Followers of the diet sometimes measure the pH of a sample of their saliva or urine to work out if their body is alkaline or acidic. However, pH of urine does not tell you anything about blood pH. A well-controlled randomised trial of an acidic diet changed systemic pH by only 0.014 units. However, the pH of urine increased by 1.02 units (1) This study reveals that diet changes can alter urine pH but does not change blood pH.
In addition to this, the effect of phosphorus on calcium metabolism is opposite to that was predicted by the hypothesis (2). So, there are plenty of questions about the validity of the hypothesis and no data to support it.
The diet was popularised through Dr Young, who wrote several books on the topic. According to this theory protein and grains in the diet produce a high acid load in the body which causes a number of health issues. For example, it is supposed to release calcium from the bones, causing osteoporosis. He links it with cancer, cardiovascular disease.
What is perhaps important to know is that Dr Young, who wrote books like The pH Miracle: Balance Your Diet, Reclaim Your Health, The pH miracle for weight loss, and several other books with similar titles. The “doctor” promoted the alkaline diet to a large number of patients and claimed to have treated many patients with the miracle cure. However, it turns out, Dr Young was not even a doctor and in 2017 Robert O. Young was sentenced to prison for practicing medicine without a license (read more here: https://quackwatch.org/11Ind/young3/).
While the original theory claimed that an acid-producing diet would leach calcium from your bones, a recent meta-analysis found this wasn't the case. Craig Sale also discussed the topic in a guest blog for Mysportscience (in this case it was specific tom the role of protein in the diet).

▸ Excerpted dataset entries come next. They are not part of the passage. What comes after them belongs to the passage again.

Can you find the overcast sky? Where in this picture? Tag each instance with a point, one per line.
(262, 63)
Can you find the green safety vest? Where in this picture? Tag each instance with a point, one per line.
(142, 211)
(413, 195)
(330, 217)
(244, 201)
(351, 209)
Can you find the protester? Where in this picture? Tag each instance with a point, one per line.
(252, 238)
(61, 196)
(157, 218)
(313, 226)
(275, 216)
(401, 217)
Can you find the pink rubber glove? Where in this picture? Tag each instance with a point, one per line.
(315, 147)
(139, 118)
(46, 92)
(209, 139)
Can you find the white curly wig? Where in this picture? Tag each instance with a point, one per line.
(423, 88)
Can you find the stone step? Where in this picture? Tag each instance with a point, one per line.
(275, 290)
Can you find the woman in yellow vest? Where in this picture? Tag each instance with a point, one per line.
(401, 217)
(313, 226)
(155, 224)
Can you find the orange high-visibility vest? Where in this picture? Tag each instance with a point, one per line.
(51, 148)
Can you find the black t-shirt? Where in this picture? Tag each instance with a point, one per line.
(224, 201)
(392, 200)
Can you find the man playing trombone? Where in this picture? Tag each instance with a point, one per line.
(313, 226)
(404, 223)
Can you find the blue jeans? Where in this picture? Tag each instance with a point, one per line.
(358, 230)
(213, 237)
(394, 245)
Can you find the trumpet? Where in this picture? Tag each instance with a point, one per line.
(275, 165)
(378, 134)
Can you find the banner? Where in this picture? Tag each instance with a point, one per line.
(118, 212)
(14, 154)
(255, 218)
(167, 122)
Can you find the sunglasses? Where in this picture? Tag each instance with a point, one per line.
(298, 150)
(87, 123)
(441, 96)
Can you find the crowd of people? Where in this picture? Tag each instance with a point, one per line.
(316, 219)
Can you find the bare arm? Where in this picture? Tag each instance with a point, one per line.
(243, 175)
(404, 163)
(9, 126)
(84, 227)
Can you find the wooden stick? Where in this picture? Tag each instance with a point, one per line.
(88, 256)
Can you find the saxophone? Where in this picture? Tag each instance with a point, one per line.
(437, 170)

An alkaline diet has also been hailed as a prevention or cure for cancer, but recent meta-analysis and reviews have found no evidence the acidity or alkalinity of food affects cancer risk (3). The alkaline diet emphasises, to varying degrees, fresh fruits, vegetables, roots and tubers, and legumes with only a moderate protein intake. It is possible that some of these foods may have cancer-protective effects, not through their acidity/alkaline-promoting qualities but rather due to nutrient and non-nutritive compounds.
Buying expensive specialty waters, supplements and programs to alkalise your body is unlikely to help you avoid complex health conditions. Diet is NOT going to change the pH of your blood. If it did we would be in big trouble. Don’t waste your time and money on this idea, the hypothesis, any books or special products related to this diet. Of course, keep buying fruits and vegetables.
Buclin T, Cosma M, Appenzeller M, et al. Diet acids and alkalis influence calcium retention in bone. Osteoporos Int 2001;12:493–9.
Fenton TR, Lyon AW, Eliasziw M, et al. Phosphate decreases urine calcium and increases calcium balance: a meta-analysis of the osteoporosis acid-ash diet hypothesis. Nutr J 2009;8:41.